KEYSTONE/AP/WONG MAYE-E

(sda-ats)

Les experts en investissements de Credit Suisse se montrent optimistes pour les mois à venir, après un début d'année mitigé. La Banque nationale suisse (BNS) pourrait selon eux potentiellement relever ses taux quelques mois avant son homologue européenne.

Au niveau mondial, "la croissance va continuer à être robuste. Le ralentissement que nous voyons est plutôt temporaire", a relevé Michael Strobaek, directeur des investissements (CIO) de Credit Suisse, lors de la présentation de ses perspectives semestrielles consacrées aux investissements, mercredi à Zurich.

Si le cycle économique actuel est bien avancé, le Danois ne veut pas s'arrêter en particulier sur la mi-2020 comme début d'une prochaine récession, date généralement admise.

La Suisse est "toujours en voie d'enregistrer une forte croissance", faisant preuve d'une "grande agilité".

Les principaux risques sont notamment géopolitiques, du fait de tensions commerciales, notamment entre les Etats-Unis et la Chine ou l'Union européenne (UE). Toutefois, "il n'y a pas de signe que les échanges internationaux sont en train de ralentir", a-t-il observé. Les tendances au "moi d'abord" sont plutôt considérées comme séculaires et ne devraient pas faire dérailler la croissance.
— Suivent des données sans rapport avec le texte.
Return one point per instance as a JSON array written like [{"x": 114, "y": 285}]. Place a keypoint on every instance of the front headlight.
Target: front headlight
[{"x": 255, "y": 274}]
Actuellement encore modeste, les risques d'inflation vont selon lui augmenter seulement de manière graduelle. "Nous ne partageons pas le point de vue prévoyant une flambée d'inflation", a-t-il affirmé.

Normalisation monétaire

Quant aux banques centrales, elles vont poursuivre leur politique de normalisation monétaire, estime Credit Suisse. "La normalisation a commencé cette année", a constaté Michael Strobaek.

Les experts de l'établissement aux deux voiles estiment que la BNS pourrait commencer à relever ses taux au premier trimestre 2019, quelques mois avant la Banque centrale européenne (BCE). Les taux d'intérêts resteront néanmoins encore négatifs, a souligné Nannette Hechler-Fayd'herbe, responsable de la stratégie d'investissement de Credit Suisse.

Toutefois, un tel scénario ne devrait se réaliser que "si la BCE a effectivement de bonnes chances de bouger elle-même en milieu d'année" 2019, a précisé Nannette Hechler-Fayd'herbe.

Sans oublier l'évolution du taux de change euro-franc, qui est attendu entre 1,15 et 1,25 franc pour un euro d'ici douze mois. Et de rappeler que l'économie helvétique a été capable de progresser avec une monnaie forte.